I have following setup (as visible in the attached image):
A (java process) -> B (kubernetes ambassador proxy) -> C (java service in kubernetes pod)
Communication is done using HTTPS between A and B, and then ambassador strips HTTPS and continues talking HTTP with C.
The problem I'm experiencing is that sometimes, it happens that HTTP BODY message that is being sent is not transmitted 100% between A and B, but only on B side trace I can see that it stopped for some reason (in trace on A side it is shown as all is sent OK). Then, java process in C (which is waiting for B-proxy to forward all the data) is just waiting and time-outs after 30 seconds.
You can see in the image attached, in A trace it is written that whole BODY is sent, but in trace on the B side, only half of BODY is visible (delivered). I suspect on these TCP Previous segment not captured
.
You can also see that after this it just waits for 30 seconds, and times-out.

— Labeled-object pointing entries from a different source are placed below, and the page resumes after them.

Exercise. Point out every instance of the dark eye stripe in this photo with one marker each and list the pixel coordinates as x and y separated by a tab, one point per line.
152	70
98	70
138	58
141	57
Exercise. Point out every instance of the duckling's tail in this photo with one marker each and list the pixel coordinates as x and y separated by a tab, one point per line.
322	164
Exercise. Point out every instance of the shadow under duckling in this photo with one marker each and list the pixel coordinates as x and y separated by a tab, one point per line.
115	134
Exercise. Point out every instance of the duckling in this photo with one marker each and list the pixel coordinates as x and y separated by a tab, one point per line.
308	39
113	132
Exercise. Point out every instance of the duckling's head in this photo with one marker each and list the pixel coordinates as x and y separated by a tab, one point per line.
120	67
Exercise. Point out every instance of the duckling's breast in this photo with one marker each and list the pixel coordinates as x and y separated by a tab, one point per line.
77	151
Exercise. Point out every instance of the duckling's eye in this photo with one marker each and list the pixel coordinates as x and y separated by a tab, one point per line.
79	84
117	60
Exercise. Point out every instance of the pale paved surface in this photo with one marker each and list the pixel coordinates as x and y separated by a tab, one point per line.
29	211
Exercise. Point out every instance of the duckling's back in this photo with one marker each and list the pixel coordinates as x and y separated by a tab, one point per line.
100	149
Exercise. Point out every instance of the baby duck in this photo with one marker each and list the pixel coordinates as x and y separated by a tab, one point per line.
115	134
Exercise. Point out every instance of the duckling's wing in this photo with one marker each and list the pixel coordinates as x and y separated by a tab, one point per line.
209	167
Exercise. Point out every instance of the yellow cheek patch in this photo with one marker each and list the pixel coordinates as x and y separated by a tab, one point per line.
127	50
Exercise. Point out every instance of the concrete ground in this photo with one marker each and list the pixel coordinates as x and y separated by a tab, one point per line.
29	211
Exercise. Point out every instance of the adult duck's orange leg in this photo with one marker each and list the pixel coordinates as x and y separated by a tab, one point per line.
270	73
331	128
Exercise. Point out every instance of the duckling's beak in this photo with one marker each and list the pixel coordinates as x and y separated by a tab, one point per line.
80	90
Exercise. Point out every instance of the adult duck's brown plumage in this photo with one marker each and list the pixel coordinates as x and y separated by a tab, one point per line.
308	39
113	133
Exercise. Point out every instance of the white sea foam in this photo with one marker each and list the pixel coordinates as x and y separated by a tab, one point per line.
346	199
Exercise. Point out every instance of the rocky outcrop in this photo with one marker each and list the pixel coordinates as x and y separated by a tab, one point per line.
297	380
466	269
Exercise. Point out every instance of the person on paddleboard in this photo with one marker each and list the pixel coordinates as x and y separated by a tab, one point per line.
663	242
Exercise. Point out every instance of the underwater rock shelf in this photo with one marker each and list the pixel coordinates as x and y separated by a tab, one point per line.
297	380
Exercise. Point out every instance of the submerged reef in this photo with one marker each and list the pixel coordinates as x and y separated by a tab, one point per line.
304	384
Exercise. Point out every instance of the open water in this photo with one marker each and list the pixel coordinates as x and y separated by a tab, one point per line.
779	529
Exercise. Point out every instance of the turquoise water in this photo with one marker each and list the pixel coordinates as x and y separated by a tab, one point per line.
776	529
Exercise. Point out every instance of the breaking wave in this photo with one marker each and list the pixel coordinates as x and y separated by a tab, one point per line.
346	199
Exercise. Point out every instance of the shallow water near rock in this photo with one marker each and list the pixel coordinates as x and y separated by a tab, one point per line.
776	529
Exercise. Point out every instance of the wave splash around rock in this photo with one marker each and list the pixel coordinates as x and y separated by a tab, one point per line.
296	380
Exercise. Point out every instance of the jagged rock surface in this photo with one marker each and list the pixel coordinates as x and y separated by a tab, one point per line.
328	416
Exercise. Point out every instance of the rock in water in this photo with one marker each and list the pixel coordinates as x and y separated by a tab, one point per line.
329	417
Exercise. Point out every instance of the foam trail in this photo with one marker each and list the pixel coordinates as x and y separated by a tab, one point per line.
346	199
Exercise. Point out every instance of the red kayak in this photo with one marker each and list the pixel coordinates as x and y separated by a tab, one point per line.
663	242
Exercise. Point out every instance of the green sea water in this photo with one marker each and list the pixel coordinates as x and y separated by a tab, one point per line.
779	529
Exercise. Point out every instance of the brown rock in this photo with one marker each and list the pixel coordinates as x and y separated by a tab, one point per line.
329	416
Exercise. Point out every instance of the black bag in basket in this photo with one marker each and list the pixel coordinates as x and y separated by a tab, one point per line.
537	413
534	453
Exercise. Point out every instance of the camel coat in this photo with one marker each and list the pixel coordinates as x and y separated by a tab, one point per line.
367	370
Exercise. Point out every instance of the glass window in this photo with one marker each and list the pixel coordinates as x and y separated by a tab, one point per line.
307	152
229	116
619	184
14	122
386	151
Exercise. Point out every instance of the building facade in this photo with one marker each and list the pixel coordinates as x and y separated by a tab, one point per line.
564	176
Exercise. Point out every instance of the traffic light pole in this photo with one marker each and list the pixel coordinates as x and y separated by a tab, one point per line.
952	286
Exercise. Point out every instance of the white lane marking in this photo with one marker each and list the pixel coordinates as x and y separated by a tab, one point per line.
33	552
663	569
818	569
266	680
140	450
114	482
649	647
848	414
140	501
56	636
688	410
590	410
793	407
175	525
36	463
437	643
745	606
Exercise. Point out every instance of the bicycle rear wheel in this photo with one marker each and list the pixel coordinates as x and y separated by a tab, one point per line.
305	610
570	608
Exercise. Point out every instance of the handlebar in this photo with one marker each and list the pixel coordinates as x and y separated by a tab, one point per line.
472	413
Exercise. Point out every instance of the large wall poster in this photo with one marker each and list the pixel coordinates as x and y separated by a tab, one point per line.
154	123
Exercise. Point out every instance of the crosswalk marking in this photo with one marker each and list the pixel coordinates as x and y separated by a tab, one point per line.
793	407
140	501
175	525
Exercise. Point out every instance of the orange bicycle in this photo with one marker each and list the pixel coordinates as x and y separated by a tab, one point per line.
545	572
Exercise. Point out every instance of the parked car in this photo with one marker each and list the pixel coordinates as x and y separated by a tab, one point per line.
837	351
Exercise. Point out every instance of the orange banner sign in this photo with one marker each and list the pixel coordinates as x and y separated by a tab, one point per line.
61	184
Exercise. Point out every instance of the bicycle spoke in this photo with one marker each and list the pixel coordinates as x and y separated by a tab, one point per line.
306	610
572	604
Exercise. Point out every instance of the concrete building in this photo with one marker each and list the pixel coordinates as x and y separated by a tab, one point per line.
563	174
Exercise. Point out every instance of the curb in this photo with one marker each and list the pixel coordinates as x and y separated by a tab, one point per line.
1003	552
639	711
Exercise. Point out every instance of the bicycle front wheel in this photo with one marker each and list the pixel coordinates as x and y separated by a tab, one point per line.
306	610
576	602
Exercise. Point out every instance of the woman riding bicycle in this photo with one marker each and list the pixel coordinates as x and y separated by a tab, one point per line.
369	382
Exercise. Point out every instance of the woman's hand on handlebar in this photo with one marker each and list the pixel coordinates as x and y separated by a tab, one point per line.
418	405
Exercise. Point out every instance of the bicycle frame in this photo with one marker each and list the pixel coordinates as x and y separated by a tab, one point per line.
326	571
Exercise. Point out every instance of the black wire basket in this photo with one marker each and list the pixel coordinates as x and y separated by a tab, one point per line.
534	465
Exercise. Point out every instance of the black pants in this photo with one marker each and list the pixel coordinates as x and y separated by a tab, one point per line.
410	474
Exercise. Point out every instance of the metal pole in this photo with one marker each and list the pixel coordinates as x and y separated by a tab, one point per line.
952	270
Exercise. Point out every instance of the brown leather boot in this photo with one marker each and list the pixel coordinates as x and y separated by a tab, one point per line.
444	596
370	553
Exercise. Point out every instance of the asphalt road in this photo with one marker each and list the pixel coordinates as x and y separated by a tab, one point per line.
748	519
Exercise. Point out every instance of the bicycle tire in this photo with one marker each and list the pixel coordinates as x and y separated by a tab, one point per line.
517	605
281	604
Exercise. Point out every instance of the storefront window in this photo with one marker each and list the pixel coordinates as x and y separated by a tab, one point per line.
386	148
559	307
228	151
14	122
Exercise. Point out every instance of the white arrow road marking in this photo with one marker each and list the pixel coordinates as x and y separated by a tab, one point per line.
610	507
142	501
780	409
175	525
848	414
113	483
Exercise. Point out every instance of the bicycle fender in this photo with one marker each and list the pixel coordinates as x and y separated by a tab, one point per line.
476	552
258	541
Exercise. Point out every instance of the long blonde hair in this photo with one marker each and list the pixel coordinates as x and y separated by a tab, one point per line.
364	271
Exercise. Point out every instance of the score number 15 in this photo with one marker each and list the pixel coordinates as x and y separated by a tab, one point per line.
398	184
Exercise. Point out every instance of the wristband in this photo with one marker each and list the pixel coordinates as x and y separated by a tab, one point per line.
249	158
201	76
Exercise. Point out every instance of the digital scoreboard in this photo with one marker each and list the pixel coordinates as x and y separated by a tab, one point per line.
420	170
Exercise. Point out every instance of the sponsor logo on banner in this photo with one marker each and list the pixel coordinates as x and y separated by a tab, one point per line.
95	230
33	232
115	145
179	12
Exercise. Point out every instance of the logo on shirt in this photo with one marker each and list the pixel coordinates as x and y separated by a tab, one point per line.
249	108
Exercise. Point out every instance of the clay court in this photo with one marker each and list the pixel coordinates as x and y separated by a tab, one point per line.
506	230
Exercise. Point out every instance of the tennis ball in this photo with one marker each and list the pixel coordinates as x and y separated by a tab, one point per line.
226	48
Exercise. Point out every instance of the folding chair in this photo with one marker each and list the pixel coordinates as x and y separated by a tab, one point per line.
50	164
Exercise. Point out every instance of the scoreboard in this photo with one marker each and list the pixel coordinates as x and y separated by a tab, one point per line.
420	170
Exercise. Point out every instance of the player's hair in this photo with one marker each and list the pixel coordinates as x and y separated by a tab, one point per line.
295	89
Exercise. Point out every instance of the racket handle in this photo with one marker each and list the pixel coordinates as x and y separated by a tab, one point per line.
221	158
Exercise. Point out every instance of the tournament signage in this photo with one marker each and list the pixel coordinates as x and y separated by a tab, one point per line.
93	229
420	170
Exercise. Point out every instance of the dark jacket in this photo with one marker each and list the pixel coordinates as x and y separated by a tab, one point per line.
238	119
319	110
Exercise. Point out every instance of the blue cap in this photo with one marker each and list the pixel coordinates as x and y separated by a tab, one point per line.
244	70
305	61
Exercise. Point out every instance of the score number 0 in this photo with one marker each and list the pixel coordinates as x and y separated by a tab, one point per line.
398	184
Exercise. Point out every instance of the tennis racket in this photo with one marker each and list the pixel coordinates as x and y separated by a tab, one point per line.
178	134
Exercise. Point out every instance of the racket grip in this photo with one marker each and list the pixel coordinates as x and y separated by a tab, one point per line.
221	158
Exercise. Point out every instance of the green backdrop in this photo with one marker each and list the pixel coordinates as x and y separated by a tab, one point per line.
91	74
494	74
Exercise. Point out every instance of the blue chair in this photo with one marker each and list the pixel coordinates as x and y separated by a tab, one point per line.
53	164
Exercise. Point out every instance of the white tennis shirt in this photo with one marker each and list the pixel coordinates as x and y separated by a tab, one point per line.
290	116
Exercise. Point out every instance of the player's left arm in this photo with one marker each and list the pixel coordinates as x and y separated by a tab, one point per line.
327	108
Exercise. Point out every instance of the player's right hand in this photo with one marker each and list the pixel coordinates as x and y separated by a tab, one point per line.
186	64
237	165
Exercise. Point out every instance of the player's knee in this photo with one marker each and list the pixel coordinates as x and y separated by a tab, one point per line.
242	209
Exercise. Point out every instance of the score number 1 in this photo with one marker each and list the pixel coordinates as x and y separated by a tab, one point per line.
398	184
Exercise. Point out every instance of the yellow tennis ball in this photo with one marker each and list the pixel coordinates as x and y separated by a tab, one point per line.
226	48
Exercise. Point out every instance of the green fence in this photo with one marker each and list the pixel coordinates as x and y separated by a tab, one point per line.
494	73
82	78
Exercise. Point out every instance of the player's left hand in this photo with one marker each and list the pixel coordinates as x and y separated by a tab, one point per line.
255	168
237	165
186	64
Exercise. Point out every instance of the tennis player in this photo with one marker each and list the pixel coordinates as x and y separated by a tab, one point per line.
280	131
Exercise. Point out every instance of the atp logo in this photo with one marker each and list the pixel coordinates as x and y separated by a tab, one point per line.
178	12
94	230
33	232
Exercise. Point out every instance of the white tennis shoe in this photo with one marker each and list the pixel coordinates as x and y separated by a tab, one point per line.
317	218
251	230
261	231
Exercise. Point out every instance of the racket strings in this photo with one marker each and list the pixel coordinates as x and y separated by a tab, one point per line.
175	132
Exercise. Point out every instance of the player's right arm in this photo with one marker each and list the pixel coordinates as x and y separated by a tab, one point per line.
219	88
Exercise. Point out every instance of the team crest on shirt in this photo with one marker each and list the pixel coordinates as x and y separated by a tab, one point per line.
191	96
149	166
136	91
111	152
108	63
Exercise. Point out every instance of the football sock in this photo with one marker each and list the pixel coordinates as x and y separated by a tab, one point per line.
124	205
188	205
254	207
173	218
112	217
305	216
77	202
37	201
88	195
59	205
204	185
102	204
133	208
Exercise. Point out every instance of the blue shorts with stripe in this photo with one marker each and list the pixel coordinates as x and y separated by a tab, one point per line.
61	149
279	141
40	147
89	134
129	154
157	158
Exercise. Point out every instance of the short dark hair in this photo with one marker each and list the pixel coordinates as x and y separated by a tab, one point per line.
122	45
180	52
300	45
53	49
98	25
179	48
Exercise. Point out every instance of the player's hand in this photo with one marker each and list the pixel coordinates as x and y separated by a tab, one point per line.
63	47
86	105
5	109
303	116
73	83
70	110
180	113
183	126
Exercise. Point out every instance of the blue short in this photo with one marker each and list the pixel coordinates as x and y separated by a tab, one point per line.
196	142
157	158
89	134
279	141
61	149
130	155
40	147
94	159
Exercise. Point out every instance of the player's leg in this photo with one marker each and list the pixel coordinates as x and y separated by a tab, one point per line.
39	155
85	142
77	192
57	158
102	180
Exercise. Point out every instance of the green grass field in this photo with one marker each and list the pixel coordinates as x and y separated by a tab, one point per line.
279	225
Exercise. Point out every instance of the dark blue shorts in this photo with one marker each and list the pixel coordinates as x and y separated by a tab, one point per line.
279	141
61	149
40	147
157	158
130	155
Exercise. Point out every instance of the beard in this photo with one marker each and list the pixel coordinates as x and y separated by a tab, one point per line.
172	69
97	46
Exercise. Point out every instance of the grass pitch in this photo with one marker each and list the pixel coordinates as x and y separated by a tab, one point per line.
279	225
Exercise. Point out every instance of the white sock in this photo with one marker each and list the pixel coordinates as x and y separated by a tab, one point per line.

It happens pretty often in my setup. Does anyone knows what could be a problem?
Ambassador config:
getambassador.io/config: |
---
apiVersion: ambassador/v1
kind: TLSContext
name: tls
ambassador_id: some-stg
secret: ambassador-tls-cert
---
apiVersion: ambassador/v1
kind: Module
name: ambassador
ambassador_id: some-stg
config:
service_port: 8443
diagnostics:
enabled: true
envoy_log_type: json
---
apiVersion: ambassador/v1
kind: Module
name: tls
ambassador_id: some-stg
config:
server:
enabled: True
redirect_cleartext_from: 8080
alpn_protocols: "h2, http/1.1"
secret: ambassador-tls-cert
---
apiVersion: ambassador/v1
kind: TracingService
name: tracing
service: tracing-jaeger-collector.tracing:9411
driver: zipkin
ambassador_id: some-stg
tag_headers:
- :authority
- :path
UPDATE
Here are also traces on cloudshark: A dump (sending side - outside kubernetes) : https://www.cloudshark.org/captures/8cfad383c8fb B dump (kubernetes ambassador proxy receiver): https://www.cloudshark.org/captures/50512920d898
It seems that my colleague found what is wrong. There is a AWS load balancer in front of this ambassador pod, and when he recreated it - it seems to work now without any problem. I guess that one sent ACKs to client (A), but did not pass all the messages to ambassador pod (B). He recreated load balancer with different type (NLB), since classic one is not working.